Listening to Our Learners

By Mr Andy Gordon, Deputy Principal and Head of Junior School

The stethoscope on the shelf in Mr Gordon's office.

I have a stethoscope that lives on the bookshelf in my office. It is sometimes there for aesthetics or a prop, though my intention to keep it close within my view is to remind me of the following.

The inventor of the stethoscope, René Laennec, was noted as having said, "Listen to your patients. They’re telling you how to heal them."

As educators and school leaders, we are sensitive to the cultural forces, patterns, structures and energies of the people in our learning community. We need to listen to our learners. They’re telling us how to teach them, how to reach them, how to inspire them and how to nurture them.

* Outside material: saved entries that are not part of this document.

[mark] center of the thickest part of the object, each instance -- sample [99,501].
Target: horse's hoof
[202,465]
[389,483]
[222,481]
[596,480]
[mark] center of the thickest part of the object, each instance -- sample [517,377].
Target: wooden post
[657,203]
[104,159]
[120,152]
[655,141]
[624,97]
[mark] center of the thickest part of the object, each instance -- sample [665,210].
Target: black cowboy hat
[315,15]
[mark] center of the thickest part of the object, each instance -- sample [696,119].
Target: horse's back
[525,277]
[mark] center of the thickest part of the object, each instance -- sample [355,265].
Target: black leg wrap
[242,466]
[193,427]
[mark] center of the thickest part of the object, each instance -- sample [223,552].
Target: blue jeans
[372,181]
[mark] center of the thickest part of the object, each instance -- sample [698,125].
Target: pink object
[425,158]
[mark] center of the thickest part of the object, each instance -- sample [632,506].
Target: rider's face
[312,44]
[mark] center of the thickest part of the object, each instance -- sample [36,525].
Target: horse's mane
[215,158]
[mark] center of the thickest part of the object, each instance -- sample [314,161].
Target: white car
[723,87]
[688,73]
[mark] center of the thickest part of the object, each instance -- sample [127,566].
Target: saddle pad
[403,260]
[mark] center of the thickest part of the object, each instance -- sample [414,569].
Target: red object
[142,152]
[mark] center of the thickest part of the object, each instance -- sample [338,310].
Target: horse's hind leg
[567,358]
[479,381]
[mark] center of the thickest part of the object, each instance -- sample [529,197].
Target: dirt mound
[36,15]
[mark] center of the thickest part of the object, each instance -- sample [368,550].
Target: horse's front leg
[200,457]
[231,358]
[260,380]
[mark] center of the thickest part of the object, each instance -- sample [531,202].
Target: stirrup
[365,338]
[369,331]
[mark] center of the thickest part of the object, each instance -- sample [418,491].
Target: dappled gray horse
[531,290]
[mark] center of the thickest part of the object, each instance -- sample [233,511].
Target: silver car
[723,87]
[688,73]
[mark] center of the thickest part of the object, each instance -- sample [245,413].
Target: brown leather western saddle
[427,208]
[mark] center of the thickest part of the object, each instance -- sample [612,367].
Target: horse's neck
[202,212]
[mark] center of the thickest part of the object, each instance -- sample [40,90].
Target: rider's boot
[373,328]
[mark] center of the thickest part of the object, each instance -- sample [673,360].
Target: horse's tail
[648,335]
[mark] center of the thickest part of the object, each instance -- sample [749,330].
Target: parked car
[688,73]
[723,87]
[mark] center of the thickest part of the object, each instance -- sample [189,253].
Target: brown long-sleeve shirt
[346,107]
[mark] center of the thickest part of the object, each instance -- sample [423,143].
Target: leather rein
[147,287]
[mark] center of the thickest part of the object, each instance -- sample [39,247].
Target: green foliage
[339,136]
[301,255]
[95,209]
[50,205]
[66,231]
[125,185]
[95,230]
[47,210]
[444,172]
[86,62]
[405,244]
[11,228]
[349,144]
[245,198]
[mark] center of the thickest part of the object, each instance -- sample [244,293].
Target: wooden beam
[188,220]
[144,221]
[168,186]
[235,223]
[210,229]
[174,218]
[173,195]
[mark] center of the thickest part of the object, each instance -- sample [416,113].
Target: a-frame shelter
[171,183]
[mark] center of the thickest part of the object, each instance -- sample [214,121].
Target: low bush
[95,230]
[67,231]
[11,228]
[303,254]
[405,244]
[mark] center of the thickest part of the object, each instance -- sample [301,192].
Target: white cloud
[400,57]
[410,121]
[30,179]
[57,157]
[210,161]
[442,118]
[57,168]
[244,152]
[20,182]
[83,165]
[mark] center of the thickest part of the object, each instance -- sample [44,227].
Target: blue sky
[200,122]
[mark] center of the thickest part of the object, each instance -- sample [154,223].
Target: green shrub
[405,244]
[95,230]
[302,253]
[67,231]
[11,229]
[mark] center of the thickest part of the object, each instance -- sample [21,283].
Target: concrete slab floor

While using our voice isn’t the only way to communicate our values, beliefs and feelings, it is one of the most recognisable and practical indicators. To be heard and understood is a fundamental need of all people. Let me now reframe the quote: listen to the voices of our learners. They’re telling us, as best they can for their age and life experience, how to teach them.

At a time when the word ‘voice’ is filling the radio waves, it is a timely opportunity to reflect on our own capacity, whether as a teacher, parent, or friend, to listen to the voice that is in front of us, in these moments of truth.

I can’t help but think of the lives saved and the bodies healed, not by the stethoscope - as it has no healing or antibiotic qualities by itself - but because the stethoscope allowed the doctor to listen, listen again…and respond.